In animal model of acute inflammation with labeled neutrophils and using intravital microscopy it was verified increased number of neutrophil rolling and adhesion. The erythrocyte deformability decreased favoring increase whole blood viscosity and consequently pouching the neutrophil to post-capillary venules endothelium [32]. The efflux of NO from erythrocyte decrease during the acute phase of inflammation [32].
Systemic hypertension in Sprague-Dawley rats induced by L-nitro-L-arginine methyl ester (L-NAME) is recovered by Valsartan, an angiotensin II AT1- receptor antagonist [33]. While systemic blood pressure increase the NO efflux from erythrocyte decrease and both parameters recover to normal levels after Valsartan administration [33]. The plasma viscosity, blood viscosity and erythrocyte deformability follow the same profile of values variation during the systemic hypertension development and recovering [33].

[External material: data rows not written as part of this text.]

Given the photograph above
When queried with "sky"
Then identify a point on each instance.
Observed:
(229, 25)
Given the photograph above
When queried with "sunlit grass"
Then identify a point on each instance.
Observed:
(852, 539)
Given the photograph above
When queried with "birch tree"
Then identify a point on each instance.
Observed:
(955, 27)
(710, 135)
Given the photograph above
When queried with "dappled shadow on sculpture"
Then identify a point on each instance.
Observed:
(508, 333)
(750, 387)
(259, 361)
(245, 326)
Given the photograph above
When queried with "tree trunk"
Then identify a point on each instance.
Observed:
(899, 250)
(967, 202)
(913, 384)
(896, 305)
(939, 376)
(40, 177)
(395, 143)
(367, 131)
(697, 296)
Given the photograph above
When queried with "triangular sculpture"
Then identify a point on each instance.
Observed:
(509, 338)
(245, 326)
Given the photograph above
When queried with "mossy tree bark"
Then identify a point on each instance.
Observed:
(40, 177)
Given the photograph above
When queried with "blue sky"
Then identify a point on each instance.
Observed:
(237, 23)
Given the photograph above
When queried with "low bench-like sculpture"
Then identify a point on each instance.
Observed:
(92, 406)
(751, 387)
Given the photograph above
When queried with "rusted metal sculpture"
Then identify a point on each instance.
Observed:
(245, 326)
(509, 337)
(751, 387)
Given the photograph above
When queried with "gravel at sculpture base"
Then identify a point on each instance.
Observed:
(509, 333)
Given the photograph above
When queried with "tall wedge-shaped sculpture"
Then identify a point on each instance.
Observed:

Hemodynamic and biochemical and hemorheological measurements were done in vivo with humans committed with sepsis, in intensive care unit, during 24 h after admission before died. The data have showed, during those days, increase values of erythrocyte NO efflux, unequal blood flow and decrease microvascular blood flow index quantified the last two in the sub-lingual microcirculation by a probe tied to SidestreamDark Field (SDF) imaging [34].
The advance of the mathematical models to describe blood flow in microcirculation depends on data obtained with “in vivo” experimental animal models. This means that the approaches assumed need to consider the presence of erythrocytes. The goal is to have more data to support new vascular technologies.

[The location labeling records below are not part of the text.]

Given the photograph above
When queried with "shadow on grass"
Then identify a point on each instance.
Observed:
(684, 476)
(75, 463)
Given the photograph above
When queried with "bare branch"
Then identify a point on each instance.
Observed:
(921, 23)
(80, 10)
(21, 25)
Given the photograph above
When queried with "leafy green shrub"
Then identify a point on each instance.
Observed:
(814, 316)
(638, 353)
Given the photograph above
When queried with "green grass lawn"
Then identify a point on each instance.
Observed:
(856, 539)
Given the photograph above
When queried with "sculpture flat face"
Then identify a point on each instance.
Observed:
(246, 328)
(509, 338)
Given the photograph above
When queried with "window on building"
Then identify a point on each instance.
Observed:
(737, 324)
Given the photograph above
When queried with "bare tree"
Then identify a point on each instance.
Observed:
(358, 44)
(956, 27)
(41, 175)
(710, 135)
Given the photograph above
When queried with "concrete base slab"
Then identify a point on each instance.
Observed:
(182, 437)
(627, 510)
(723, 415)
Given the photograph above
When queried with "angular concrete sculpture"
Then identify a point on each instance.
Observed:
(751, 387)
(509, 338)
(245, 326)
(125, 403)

3Physiological erythrocytes properties- ex vivo studies of inflammatory diseases
The end of the acute inflammation by clearance of the injurious stimuli trigger tissues and organs recovering to normal physiological functions. In chronic inflammation, where the resolution phase was absent, progression of mononuclear cell infiltrates, angiogenesis and fibrosis install originating autoimmune, hypertension, diabetes mellitus and amyotrophic lateral sclerosis (ALS) diseases among others [35–39]. Systemic hypertension is associated with vascular inflammation, and sub clinical atherosclerosis and a risk factor of acute myocardial infarction [40]. It was verified in blood samples taken from three different groups of patients status, namely hypercholesterolemia, hypertension and renal transplantation, that decreased erythrocyte deformability (ED) is associated with more ability to delivery NO [41]. Less ED, more resident time of erythrocytes in micro vessels and more mechanical compression able to signaling the NO efflux.
The hemorheological disturbances are correlated with cardiovascular risk factors and markers of inflammation being more pronounced in sub-classes of patients with autoimmune disease with metabolic syndrome [35]. Erythrocyte NO efflux is negatively associated with carotid intima-media thickness (IMT) and an independent predictor of carotid (IMT) [35]. It is shown decreased erythrocyte deformability, increased erythrocyte aggregation and blood viscosity in patients with systemic lupus erythematosus and rheumatoid arthritis [35].
It was observed that the erythrocytes of patients with the chronic inflammatory disease ALS have lower concentration of nitrite and nitrate content and rescue more NO verified by low level of it efflux [39]. The respiratory function of this patients with ALS change in inverse relationship with de bioavailability of NO in erythrocytes [39]. AChE enzyme activity of erythrocytes obtained from the ALS patients present higher values than health humans [39].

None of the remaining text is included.